Ultra broadband low-frequency vibration and pulse mitigation of electromagnetic induction-based metastructure

Elastic metastructures have attracted extensive research interest for their unique properties of generating bandgaps to mitigate vibration. However, it is difficult for conventional metastructures to obtain ultra-wide bandgap in low-frequency domain. To address this challenge, a novel bandgap active control mechanism is proposed and applied to locally resonant metastructures. The magnetic resonator perfectly combines the dual mechanism of negative stiffness and electromagnetic induction, which allows the start and end frequencies of bandgap to be tuned flexibly to obtain ultra-broadband and low-frequency wave mitigation domain.

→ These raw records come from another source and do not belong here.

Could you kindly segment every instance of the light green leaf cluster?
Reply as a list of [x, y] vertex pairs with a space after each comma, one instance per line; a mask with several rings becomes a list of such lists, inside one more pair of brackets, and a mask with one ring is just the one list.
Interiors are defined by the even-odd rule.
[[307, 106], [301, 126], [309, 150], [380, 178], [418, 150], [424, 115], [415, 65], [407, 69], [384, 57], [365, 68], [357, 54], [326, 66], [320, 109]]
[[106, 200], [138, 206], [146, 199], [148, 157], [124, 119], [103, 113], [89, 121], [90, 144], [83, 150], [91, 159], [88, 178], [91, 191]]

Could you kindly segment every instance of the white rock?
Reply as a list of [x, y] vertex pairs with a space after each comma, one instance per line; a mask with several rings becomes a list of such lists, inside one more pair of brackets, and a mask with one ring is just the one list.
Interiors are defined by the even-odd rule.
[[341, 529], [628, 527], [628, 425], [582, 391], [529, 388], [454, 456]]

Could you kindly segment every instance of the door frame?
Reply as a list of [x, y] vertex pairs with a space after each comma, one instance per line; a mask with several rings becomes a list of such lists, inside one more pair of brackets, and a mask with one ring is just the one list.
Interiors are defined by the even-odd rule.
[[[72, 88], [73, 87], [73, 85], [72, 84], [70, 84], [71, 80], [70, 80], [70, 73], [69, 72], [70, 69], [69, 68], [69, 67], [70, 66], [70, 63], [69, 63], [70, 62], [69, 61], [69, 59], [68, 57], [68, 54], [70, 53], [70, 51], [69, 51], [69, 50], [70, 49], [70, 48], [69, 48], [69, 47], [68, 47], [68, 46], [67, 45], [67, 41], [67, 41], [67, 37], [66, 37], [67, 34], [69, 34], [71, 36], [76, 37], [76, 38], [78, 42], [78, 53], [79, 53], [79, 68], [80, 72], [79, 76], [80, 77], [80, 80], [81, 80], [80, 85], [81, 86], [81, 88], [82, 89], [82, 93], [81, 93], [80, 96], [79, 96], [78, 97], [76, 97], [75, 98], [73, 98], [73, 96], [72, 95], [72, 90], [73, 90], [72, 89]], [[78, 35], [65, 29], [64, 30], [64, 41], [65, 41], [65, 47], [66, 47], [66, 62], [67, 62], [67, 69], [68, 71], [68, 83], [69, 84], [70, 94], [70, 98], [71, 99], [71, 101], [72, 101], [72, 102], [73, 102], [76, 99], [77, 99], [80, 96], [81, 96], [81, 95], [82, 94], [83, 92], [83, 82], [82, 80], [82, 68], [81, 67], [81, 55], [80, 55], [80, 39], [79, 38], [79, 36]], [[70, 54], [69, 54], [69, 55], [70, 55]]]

The theoretical bandgap is derived from extended plane wave expansion method and verified by numerical simulation and experiment. The results show that the bandwidth is broadened by about 3.5 times than before and the quasi-bandgap with extremely-low frequency is induced under the action of electromagnetic damping. By regulating the spacing, the quasi-bandgap and bandgap can be coupled to form strong wave mitigation domain covering the frequency below 300Hz. Besides, the proposed metastructures exhibit stronger pulse mitigation and resonance peak attenuation in low-frequency domain. This study is expected to provide a new design concept for the performance development of smart elastic/acoustic wave devices such as low-frequency vibration energy harvester, vibration isolator and metasurface, etc.